Bild (van der Bellen 2017): Manfred Werner (Tsui) via Wikimedia Commons [CC BY-SA 4.0] (Bild zugeschnitten)

Also sprach Alexander van der Bellen am 19. April 2021 bei der Angelobung von Wolfgang Mückstein.

Ich lege schärfsten Widerspruch ein.

Ein demokratisch gesinnter Bundespräsident formuliert das ganz anders (selbst bei Beibehaltung der Wortwahl im nahen Kontext):

„Natürlich gibt es zwischendurch Meinungsverschiedenheiten, unterschiedliche Interpretationen von Daten, Interessenskonflikte, harte Diskussionen, aber ich meine: Genau das macht eine entwickelte Demokratie wie die unsere aus.“ Und der Satz danach wird dadurch ganz überflüssig.

Einem Mann, der in grüner Konsequenz und kryptokommunistischer Konsistenz mit der lupenreinen Demokratie auf dem Kriegsfuß steht, fällt diese Nuance in seiner eigenen Rede gar nicht auf.

Ich begründe:

Aushalten tun Meinungsverschiedenheiten, unterschiedliche Interpretationen von Daten absolute Monarchien oder Diktaturen, die ja im worst case einen mit einer allzu unterschiedlichen Meinung immer noch aus dem Weg räumen kann.
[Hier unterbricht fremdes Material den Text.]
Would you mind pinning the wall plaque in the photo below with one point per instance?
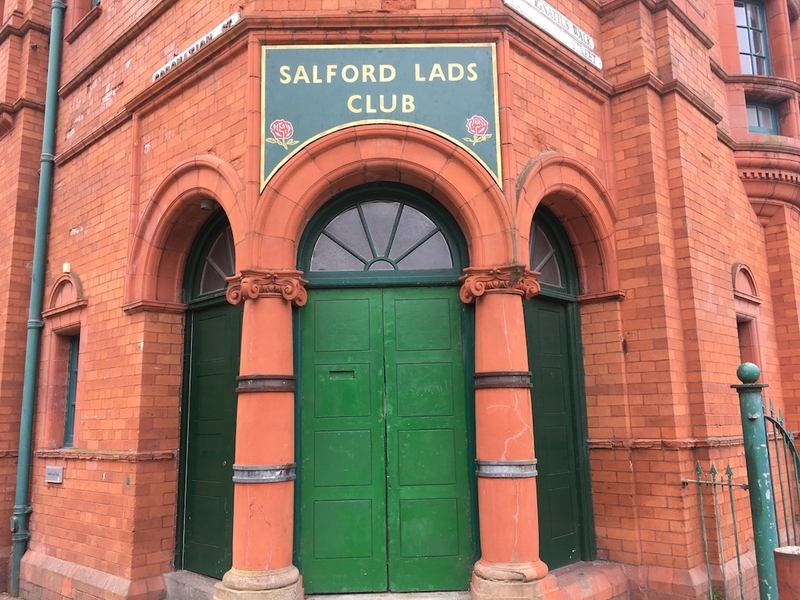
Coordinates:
(310, 91)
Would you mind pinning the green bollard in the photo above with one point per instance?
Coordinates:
(759, 477)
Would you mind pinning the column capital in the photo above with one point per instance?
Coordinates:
(249, 285)
(507, 279)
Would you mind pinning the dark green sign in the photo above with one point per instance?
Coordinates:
(310, 91)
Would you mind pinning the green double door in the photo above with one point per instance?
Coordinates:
(384, 492)
(206, 527)
(562, 517)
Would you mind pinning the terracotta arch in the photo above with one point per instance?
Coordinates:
(578, 199)
(371, 153)
(170, 222)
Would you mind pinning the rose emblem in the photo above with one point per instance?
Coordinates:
(477, 126)
(282, 130)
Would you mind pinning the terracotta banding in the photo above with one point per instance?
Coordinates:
(506, 469)
(502, 379)
(264, 473)
(265, 383)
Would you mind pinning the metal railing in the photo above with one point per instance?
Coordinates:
(785, 468)
(718, 505)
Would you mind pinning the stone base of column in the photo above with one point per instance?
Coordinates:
(513, 581)
(279, 584)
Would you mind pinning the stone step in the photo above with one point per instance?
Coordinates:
(184, 585)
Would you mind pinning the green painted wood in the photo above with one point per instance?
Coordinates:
(555, 427)
(213, 342)
(384, 470)
(343, 472)
(430, 545)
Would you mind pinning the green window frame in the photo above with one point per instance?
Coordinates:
(762, 118)
(72, 384)
(751, 30)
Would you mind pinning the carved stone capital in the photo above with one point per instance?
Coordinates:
(508, 279)
(250, 285)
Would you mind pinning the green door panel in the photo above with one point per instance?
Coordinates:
(213, 339)
(426, 432)
(343, 502)
(384, 470)
(554, 432)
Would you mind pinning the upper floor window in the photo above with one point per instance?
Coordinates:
(762, 118)
(751, 29)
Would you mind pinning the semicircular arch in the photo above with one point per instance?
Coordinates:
(170, 222)
(580, 202)
(383, 153)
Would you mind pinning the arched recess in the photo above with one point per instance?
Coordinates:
(388, 153)
(170, 223)
(579, 201)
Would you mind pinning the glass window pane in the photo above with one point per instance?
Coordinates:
(543, 259)
(219, 264)
(380, 218)
(381, 265)
(752, 116)
(432, 254)
(758, 43)
(348, 229)
(765, 118)
(754, 16)
(329, 256)
(541, 248)
(744, 39)
(412, 228)
(741, 14)
(550, 273)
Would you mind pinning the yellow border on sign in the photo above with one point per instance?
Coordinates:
(497, 174)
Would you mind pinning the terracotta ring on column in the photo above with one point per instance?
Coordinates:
(265, 383)
(502, 379)
(506, 469)
(263, 474)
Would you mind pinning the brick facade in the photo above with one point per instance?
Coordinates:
(648, 164)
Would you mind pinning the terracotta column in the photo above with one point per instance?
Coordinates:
(510, 566)
(264, 472)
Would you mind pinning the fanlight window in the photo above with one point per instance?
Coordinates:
(544, 260)
(381, 235)
(219, 263)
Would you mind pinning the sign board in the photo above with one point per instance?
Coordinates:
(310, 91)
(54, 474)
(552, 22)
(203, 41)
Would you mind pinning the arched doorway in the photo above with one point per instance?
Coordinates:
(211, 365)
(552, 323)
(385, 440)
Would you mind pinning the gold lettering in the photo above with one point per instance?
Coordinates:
(394, 104)
(351, 69)
(367, 72)
(350, 106)
(387, 73)
(301, 75)
(436, 72)
(452, 69)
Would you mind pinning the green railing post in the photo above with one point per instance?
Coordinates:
(758, 476)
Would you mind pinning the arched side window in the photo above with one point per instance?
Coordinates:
(382, 233)
(551, 255)
(211, 262)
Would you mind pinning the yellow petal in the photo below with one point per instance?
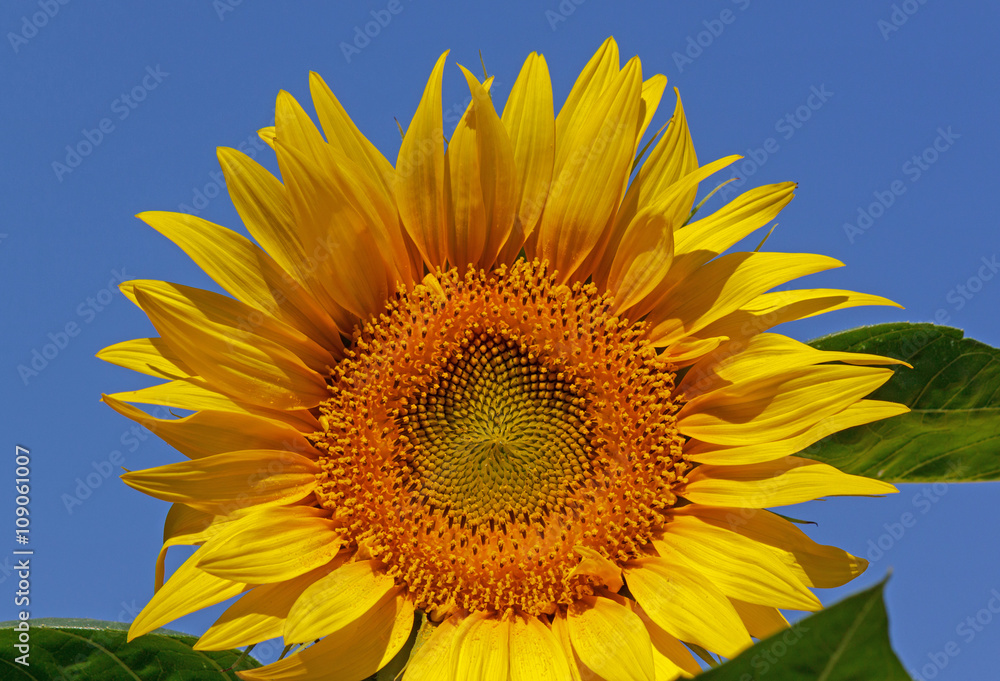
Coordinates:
(497, 173)
(776, 407)
(267, 134)
(344, 136)
(420, 174)
(195, 394)
(672, 207)
(222, 483)
(255, 369)
(481, 648)
(671, 658)
(187, 590)
(704, 239)
(350, 654)
(725, 284)
(594, 564)
(183, 525)
(262, 203)
(859, 413)
(259, 614)
(770, 309)
(595, 78)
(241, 321)
(671, 159)
(535, 653)
(151, 356)
(652, 93)
(816, 565)
(529, 119)
(738, 566)
(642, 260)
(764, 355)
(592, 160)
(272, 545)
(293, 128)
(775, 483)
(432, 661)
(467, 214)
(686, 606)
(610, 640)
(245, 271)
(214, 432)
(761, 621)
(690, 349)
(338, 600)
(335, 210)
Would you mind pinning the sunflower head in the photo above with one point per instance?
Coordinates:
(511, 391)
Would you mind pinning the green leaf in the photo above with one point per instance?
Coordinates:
(845, 642)
(92, 650)
(953, 390)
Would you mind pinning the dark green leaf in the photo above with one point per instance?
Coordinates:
(845, 642)
(91, 650)
(953, 390)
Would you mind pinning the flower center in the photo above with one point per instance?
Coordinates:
(486, 426)
(497, 433)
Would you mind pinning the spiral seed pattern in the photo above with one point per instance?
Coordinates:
(487, 425)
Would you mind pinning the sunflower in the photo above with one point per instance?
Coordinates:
(502, 410)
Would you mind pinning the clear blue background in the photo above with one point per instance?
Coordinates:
(65, 236)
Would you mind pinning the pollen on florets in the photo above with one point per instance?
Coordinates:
(487, 423)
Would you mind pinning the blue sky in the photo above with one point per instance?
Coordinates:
(885, 113)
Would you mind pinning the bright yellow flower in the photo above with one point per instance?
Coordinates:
(498, 392)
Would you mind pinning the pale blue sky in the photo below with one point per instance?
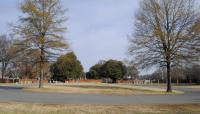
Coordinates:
(97, 29)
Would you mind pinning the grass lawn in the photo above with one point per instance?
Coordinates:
(112, 89)
(26, 108)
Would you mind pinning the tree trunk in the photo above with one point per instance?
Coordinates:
(169, 88)
(2, 71)
(41, 69)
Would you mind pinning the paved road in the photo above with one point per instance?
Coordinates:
(15, 94)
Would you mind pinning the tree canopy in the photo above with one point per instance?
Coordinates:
(166, 34)
(66, 67)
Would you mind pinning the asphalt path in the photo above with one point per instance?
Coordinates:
(16, 94)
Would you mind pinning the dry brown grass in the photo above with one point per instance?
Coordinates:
(26, 108)
(97, 89)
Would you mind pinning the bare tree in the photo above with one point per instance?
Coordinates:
(42, 30)
(166, 34)
(5, 55)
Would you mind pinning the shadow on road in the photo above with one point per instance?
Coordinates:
(10, 88)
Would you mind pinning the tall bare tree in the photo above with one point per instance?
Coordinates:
(166, 34)
(5, 55)
(42, 29)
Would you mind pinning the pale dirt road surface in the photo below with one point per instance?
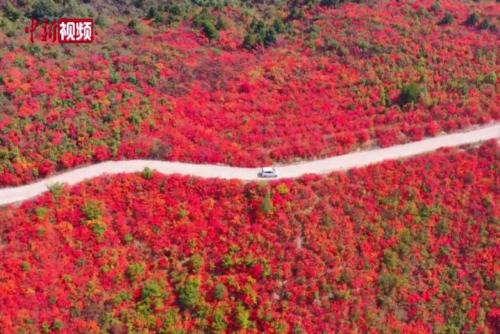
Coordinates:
(323, 166)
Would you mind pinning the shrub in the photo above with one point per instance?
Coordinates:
(189, 294)
(44, 9)
(490, 78)
(242, 317)
(472, 19)
(209, 29)
(134, 271)
(447, 19)
(147, 173)
(218, 321)
(410, 93)
(11, 12)
(92, 210)
(56, 190)
(485, 24)
(220, 291)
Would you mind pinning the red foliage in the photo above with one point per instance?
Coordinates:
(175, 95)
(401, 246)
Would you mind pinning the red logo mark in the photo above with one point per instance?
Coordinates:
(63, 30)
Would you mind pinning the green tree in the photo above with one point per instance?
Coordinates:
(410, 93)
(447, 19)
(472, 19)
(220, 291)
(44, 9)
(189, 294)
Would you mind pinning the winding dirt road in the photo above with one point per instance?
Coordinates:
(323, 166)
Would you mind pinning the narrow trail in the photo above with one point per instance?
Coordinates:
(323, 166)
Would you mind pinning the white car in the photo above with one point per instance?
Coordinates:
(268, 172)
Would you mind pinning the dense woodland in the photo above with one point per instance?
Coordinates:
(400, 247)
(240, 82)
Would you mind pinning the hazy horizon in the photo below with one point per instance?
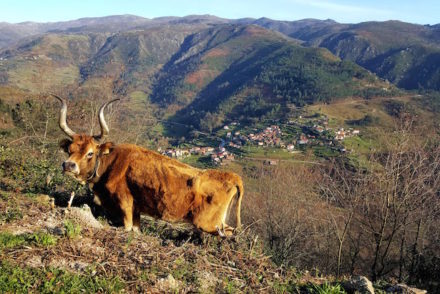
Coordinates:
(341, 11)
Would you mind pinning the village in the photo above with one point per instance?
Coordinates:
(311, 132)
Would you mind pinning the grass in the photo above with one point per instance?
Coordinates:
(39, 239)
(73, 230)
(11, 214)
(15, 279)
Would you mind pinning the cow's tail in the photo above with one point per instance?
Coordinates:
(239, 196)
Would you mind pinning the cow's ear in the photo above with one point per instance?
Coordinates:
(106, 148)
(64, 145)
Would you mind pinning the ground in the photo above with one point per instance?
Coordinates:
(47, 248)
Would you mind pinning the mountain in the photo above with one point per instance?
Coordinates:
(407, 55)
(248, 72)
(198, 72)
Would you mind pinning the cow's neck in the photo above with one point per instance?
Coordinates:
(95, 175)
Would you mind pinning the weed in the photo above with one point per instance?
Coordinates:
(14, 279)
(10, 215)
(40, 239)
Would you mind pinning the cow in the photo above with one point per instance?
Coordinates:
(128, 180)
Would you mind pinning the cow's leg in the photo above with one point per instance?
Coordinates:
(212, 218)
(127, 210)
(128, 220)
(136, 220)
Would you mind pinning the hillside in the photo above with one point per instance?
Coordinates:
(405, 54)
(223, 71)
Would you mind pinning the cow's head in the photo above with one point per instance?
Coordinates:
(83, 150)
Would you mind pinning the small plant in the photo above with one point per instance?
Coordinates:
(325, 288)
(15, 279)
(10, 215)
(40, 239)
(73, 230)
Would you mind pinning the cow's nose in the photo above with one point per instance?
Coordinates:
(69, 166)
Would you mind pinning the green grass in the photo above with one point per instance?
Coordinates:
(39, 239)
(15, 279)
(11, 214)
(73, 230)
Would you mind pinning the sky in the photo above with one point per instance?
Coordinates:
(344, 11)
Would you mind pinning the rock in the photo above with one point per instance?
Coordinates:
(358, 284)
(208, 281)
(404, 289)
(84, 217)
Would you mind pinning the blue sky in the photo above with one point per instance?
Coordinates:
(421, 12)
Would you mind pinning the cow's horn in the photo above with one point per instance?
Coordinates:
(63, 117)
(102, 123)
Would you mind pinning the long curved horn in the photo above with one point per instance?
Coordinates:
(63, 117)
(102, 123)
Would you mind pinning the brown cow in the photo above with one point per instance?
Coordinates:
(128, 180)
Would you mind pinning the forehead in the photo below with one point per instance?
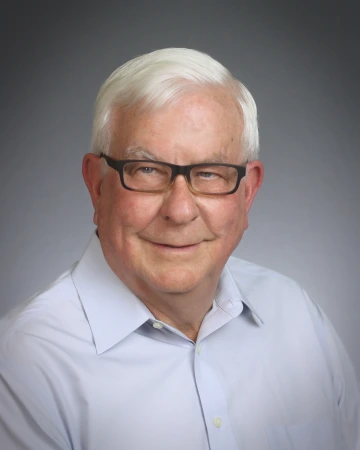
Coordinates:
(192, 127)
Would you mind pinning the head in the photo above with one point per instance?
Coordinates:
(182, 107)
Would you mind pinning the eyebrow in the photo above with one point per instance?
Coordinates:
(138, 152)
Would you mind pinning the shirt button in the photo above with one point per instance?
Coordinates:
(217, 422)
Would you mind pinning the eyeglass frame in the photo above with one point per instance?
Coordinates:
(119, 164)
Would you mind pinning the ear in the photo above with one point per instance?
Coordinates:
(91, 170)
(253, 181)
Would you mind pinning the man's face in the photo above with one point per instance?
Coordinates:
(173, 241)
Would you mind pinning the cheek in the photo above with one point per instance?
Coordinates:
(132, 211)
(225, 217)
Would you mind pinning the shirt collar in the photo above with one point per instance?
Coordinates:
(114, 312)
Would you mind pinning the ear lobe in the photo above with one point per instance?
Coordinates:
(253, 181)
(91, 170)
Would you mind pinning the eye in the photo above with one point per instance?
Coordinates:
(207, 175)
(146, 170)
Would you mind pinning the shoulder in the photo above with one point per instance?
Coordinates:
(265, 288)
(44, 317)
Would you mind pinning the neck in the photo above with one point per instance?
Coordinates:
(184, 311)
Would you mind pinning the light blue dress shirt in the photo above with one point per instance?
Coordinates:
(84, 365)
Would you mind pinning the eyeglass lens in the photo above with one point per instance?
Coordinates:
(149, 176)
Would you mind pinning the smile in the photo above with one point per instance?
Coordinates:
(176, 248)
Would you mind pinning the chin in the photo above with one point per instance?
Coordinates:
(176, 280)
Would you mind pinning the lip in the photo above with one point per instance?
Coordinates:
(176, 248)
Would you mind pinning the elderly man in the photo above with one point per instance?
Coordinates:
(157, 338)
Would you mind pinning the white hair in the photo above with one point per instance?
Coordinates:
(157, 78)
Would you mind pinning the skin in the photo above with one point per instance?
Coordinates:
(170, 248)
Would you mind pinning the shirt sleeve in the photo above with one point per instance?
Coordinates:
(27, 416)
(343, 375)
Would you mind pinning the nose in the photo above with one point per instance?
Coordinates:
(179, 205)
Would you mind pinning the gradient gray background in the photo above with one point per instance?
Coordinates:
(301, 63)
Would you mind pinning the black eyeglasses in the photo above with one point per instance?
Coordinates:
(155, 176)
… und das auch tut, wenn es das Regime doch nicht mehr aushält, was da einer sagt.

Außerdem: Unsere verkümmerte Demokratie beweist gerade in der sogenannten Coronakrise, dass sie die Meinungsverschiedenheiten nicht aushält. Sie lässt Lehrer, Schuldirektoren, Generalstabsoffiziere, Polizisten, Ärzte und viele andere suspendieren, entlassen, disziplinieren und versetzen. Sie lässt Versammlungen verbieten. Sie lässt alte Demonstranten in Handschellen abführen. Sie lässt Schulkinder, die sich nicht testen lassen wollen, isolieren. Sie lässt allzu Nachdenkliche verleumden, diffamieren, beschimpfen und verhetzen.

Dieser kleine unbedacht geschriebene und gesprochene Satz unseres Bundespräsidenten hat das Gegenteil einer ehrlichen und einer demokratischen Gesinnung an den Tag gelegt. Das ist meine „unterschiedliche“ Meinung zur Angelobung des neuen Gesundheitsministers, der die alte Politik mit neuen Turnschuhen fortsetzen wird.